The surgical approach is designed to mechanically remove the pregnancy. In this regard, the rational involves the excision of the trophoblast from the myometrium via laparotomy and endoscopy (hysteroscopic resectoscope, laparoscopic) [24-26]. In cases where pregnancy has produced extensive infiltration, hysterectomy and repair of any bladder damage is also considered if trophoblastic infiltration has spread outside the uterus [27,28]. On other hand, interventional radiology has the considerable advantage of reduced invasiveness [29]. The mentioned interventions, especially the surgical ones, can create a reduction in fertility, exposing patients to a greater risk of uterine rupture in subsequent pregnancies and relapses [12,28,29]. These risks are currently not quantifiable due to the lack of data present in the literature.

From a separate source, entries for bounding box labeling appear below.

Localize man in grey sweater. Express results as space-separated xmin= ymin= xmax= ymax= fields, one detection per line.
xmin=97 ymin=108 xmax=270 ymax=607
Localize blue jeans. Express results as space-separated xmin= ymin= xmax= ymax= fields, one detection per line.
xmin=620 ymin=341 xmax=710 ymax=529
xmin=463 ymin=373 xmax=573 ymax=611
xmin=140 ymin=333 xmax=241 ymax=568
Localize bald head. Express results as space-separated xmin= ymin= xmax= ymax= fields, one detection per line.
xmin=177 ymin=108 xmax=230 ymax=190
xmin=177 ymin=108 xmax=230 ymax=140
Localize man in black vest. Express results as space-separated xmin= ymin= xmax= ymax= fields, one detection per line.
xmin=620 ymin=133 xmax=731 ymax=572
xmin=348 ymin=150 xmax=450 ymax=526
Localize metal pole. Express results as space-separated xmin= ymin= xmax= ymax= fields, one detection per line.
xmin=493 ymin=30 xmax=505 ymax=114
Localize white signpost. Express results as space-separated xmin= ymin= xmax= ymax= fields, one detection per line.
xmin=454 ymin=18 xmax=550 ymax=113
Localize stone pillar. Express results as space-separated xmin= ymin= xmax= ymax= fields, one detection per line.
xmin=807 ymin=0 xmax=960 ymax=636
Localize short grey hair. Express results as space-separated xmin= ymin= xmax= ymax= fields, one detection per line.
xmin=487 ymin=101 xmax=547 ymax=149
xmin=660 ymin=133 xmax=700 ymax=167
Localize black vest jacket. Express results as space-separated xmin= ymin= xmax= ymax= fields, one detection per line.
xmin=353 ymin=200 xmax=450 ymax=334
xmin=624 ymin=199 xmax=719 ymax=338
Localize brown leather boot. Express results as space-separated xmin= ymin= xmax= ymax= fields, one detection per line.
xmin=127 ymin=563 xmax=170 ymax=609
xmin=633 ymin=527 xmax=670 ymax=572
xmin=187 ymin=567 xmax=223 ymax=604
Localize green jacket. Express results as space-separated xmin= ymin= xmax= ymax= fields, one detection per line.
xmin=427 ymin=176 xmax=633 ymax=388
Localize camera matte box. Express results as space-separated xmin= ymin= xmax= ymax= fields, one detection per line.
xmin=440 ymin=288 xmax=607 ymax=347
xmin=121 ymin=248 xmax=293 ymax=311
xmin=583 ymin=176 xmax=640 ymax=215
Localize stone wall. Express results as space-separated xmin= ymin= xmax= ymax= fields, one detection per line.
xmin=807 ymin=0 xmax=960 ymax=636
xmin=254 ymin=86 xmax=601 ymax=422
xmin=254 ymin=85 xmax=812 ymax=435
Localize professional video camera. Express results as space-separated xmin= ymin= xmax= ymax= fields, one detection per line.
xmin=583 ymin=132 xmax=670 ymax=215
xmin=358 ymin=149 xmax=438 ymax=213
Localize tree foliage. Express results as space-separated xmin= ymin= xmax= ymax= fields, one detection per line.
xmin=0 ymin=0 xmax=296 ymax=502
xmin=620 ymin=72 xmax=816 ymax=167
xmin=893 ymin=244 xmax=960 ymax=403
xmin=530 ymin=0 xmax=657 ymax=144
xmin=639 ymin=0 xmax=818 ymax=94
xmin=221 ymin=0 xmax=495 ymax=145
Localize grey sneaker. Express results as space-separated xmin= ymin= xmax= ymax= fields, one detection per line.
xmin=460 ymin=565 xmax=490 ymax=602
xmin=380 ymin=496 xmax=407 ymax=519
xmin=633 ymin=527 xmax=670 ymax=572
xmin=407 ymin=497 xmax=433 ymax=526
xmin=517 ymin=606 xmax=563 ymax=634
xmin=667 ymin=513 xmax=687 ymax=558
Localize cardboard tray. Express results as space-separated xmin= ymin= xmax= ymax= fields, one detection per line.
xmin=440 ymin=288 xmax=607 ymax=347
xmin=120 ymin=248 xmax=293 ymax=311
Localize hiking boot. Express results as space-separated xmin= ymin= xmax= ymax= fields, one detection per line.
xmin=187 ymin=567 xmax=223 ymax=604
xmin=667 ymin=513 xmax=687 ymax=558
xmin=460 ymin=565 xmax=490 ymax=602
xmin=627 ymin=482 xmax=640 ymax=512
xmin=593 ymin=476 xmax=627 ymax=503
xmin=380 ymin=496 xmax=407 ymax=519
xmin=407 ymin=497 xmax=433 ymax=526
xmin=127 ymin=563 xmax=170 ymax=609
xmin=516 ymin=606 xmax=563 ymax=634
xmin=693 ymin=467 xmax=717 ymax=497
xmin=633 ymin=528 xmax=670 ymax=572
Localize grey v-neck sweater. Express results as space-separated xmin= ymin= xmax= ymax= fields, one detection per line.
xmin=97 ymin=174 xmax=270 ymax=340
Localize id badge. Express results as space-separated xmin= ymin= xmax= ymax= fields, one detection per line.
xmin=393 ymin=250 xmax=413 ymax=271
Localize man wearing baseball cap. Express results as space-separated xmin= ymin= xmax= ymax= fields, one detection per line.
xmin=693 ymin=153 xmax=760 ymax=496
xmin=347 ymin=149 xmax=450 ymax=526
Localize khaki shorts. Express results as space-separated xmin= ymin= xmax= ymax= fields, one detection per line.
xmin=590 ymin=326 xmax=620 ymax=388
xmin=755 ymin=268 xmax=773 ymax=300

It is important to underline how often, in clinical practice, single therapeutic methods described are not always decisive. Sometimes it is necessary to refer to more than one method to obtain a complete resolution of the clinical picture.

The patients whose clinical course is reported did not present any short-term complications. The patient referable to the second case is currently pregnant.

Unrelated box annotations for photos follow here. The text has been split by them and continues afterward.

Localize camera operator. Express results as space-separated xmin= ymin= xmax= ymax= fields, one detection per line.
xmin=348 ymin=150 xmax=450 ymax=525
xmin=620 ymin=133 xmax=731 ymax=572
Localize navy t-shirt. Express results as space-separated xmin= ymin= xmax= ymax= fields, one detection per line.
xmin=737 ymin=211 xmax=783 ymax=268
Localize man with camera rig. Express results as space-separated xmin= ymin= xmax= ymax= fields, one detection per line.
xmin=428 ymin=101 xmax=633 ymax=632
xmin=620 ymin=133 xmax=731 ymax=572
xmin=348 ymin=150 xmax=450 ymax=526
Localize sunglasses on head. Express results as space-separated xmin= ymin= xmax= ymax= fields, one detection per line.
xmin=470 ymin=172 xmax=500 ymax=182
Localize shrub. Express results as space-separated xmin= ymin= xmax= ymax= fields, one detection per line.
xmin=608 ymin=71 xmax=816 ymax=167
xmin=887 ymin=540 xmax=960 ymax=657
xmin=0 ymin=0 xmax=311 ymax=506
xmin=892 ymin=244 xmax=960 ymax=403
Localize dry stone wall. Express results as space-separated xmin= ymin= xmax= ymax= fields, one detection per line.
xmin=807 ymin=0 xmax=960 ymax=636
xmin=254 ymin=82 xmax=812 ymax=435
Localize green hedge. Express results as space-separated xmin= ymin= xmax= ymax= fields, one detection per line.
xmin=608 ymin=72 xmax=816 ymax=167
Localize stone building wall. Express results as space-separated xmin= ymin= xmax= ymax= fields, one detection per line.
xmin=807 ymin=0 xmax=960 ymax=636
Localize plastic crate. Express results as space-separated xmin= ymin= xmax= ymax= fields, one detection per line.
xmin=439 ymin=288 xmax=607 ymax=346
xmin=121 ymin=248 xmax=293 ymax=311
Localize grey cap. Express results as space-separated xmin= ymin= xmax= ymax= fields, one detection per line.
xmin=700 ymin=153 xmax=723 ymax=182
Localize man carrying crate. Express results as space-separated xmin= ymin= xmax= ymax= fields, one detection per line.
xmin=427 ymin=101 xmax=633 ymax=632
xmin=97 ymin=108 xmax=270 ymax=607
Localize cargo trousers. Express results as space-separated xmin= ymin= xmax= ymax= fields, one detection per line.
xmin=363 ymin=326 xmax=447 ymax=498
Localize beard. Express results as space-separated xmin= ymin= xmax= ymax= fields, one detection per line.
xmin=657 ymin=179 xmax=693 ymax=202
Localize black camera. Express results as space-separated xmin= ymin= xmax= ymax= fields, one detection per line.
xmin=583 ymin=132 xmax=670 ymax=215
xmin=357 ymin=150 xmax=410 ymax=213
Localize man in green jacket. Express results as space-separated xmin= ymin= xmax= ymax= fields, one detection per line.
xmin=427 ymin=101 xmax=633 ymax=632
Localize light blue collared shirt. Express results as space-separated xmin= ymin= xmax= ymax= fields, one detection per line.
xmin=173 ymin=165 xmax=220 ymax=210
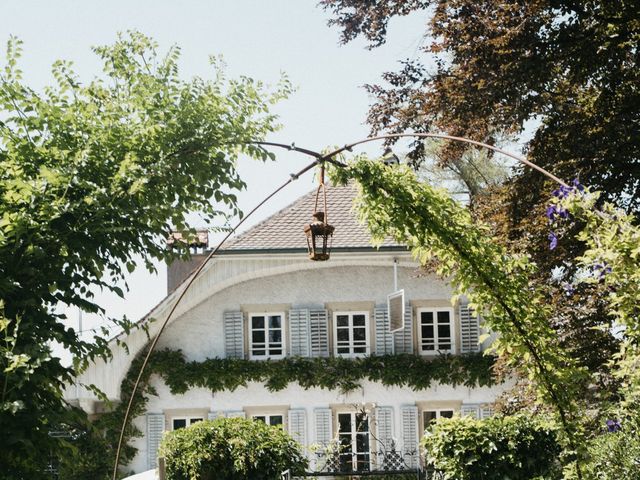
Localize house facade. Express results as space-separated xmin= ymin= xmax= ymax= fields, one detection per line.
xmin=71 ymin=186 xmax=505 ymax=472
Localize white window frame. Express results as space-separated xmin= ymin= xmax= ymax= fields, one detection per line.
xmin=247 ymin=312 xmax=287 ymax=360
xmin=417 ymin=307 xmax=456 ymax=356
xmin=333 ymin=310 xmax=371 ymax=358
xmin=171 ymin=415 xmax=205 ymax=431
xmin=420 ymin=408 xmax=456 ymax=432
xmin=251 ymin=413 xmax=287 ymax=429
xmin=335 ymin=410 xmax=373 ymax=471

In conclusion, cesarean scar pregnancy represents a rare and life-threatening complication of the first trimester of pregnancy. Clinical history, ultrasound examination and serum B-hCG measurements are mandatory for a prompt diagnosis. Additional diagnostic techniques, such as cystoscopy, hysteroscopy, and MRI, may be helpful to better assess the trophoblast’s infiltration (across the uterine wall) and invasion of surrounding structures (such as bladder).

A timely intervention, including medical and/or surgical therapy, is often conclusive. The therapeutic approach varies according to the clinical scenario, the experience (and skill) of the operator, and the patient’s desire for future pregnancies. As current management of cesarean scar pregnancy is not standardized, future multicentric studies are needed to provide evidence on the best therapeutic approach for this condition.


Ph. Doctor School in Biomedical Sciences, Address in Gender Medicine, Men, Woman and Child, Sassari University, Italy, supported the study.